While I find Latour’s analysis of the brutality of the forces of global capitalism that have brought us to this predicament compelling, it’s his concept of the Terrestrial that gives me a tiny bit of hope. I mean, there has to be some way to live in this broken world, and no matter how personally fulfilling and grounding I find making bread to be, making one’s own sourdough, even from locally-milled wheats, is not any kind of solution for the situation in which we find ourselves. Latour, who hailed from the wine family, understood terroir, and his concept of the Terrestrial seems to stem from a winegrower’s relationship with land, one that goes back generations.
‘There is nothing more innovative, nothing more present,’ he notes, “nothing less rustic and rural, nothing more creative, nothing more contemporary than to negotiate landing on some ground.”

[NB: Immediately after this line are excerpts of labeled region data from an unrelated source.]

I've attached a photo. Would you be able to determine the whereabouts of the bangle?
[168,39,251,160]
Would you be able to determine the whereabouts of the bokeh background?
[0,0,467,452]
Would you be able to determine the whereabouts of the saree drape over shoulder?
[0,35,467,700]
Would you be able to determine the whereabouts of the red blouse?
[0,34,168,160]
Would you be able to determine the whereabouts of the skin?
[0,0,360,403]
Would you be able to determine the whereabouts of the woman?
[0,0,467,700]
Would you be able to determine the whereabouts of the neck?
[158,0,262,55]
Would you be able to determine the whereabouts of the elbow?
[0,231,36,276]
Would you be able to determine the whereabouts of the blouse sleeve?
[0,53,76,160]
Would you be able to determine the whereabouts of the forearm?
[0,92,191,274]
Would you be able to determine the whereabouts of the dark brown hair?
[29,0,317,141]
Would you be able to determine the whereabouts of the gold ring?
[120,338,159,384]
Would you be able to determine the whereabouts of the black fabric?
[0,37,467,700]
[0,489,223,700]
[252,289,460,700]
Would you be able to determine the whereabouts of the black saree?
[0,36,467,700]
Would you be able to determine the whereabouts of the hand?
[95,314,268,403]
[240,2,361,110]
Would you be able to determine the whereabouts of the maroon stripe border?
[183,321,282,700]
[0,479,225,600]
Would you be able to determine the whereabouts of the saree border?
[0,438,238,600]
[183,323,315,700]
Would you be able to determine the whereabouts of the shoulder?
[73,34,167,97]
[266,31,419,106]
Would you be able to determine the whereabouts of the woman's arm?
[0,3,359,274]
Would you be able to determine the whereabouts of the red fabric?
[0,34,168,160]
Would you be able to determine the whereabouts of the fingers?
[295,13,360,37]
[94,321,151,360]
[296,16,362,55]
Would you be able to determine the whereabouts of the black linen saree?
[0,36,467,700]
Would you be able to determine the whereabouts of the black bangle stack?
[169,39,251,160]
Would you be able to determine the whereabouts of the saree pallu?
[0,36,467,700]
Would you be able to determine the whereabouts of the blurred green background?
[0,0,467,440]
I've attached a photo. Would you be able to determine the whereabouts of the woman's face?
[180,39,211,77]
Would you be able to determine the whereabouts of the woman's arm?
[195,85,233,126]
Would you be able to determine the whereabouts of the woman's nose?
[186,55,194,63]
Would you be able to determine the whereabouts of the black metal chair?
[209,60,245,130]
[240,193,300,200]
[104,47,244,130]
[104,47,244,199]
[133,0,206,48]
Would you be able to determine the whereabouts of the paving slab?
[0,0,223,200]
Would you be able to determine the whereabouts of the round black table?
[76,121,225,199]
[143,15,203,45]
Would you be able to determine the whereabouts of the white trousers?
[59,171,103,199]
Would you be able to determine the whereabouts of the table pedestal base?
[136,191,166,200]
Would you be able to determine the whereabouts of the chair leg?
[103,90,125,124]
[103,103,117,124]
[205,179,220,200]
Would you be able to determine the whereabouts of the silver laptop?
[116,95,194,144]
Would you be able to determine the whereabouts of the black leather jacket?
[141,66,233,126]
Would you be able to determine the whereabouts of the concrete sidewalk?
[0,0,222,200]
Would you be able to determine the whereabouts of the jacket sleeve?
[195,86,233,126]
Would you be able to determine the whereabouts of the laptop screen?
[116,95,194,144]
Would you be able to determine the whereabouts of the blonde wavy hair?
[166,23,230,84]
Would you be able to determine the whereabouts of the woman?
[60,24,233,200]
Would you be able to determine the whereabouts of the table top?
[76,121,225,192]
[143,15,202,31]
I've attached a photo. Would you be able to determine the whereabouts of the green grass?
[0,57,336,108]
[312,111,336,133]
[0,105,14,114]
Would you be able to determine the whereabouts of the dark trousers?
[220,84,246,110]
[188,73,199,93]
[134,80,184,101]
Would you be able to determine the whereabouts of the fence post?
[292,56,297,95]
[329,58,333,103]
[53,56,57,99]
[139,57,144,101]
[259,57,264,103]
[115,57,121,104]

This was the impulse that drove me here from California, from a townhouse development perched in the hills above the San Francisco Bay, a development that I could see even then was about to be swallowed by more townhouses, on more cul de sacs, creeping across the East Bay hills. I fled. I wanted a place. I wanted some ground on which to land.
The Terrestrial, Latour argues, differs from the Local by containing two contradictory impulses: ‘attaching oneself to the soil on the one hand and becoming attached to the world on the other’. It’s a way of grounding oneself while not building a barricade, not filling your basement with weapons to protect your barrels of freeze-dried food from the civil wars you believe are inevitable. He then borrows the term worlding from fellow philosopher of science Donna Haraway, and continues: ‘the Terrestrial is bound to the earth and to land, but it is also a way of worlding in that it aligns with no borders, transcends all identities’. Like Latour, Haraway’s life work has been thinking through how we can escape the binary view of the world in which grain, and meat, and ‘raw materials; are all commodities that exist for humans to exploit. By gerundising the noun world, she seeks to make active that which has been considered a passive, inert repository of commodities.
Stories matter. The stories we tell ourselves, that we tell one another, are the means by which we know the world. For years I’ve had a quote from her 2016 book, Staying with the Trouble, tacked to the board above my desk:
It matters what matters we use to think other matters with; it matters what stories we tell to tell other stories with; it matters what knots knot knots, what thoughts think thoughts, what descriptions describe descriptions, what ties tie ties.
Stories matter. Stories are how we know ourselves, our world. That my story involves pulling out my jar of wild yeast when trouble comes, that my mother-in-law’s story involves an iron will and brilliant mind, these are not immaterial.
The way we do anything is the way we do everything.
Which might be one way to think through my long practice of cooking and eating as locally as I can, here on my tiny town lot, in the middle of the latest skirmish in the battle for the American west. If it matters what matters we think with, then my sourdough starter, that not-quite-domesticated wild yeast I feed and use to feed myself and my family, then it’s perhaps more than just an empty gesture. Perhaps it’s a mechanism for worlding, a practice like Gary Snyder’s Zen lessons back in the day, a means of being in the world that can, by keeping practices alive, be one of the tiny bridges by which we might all get through what’s coming next.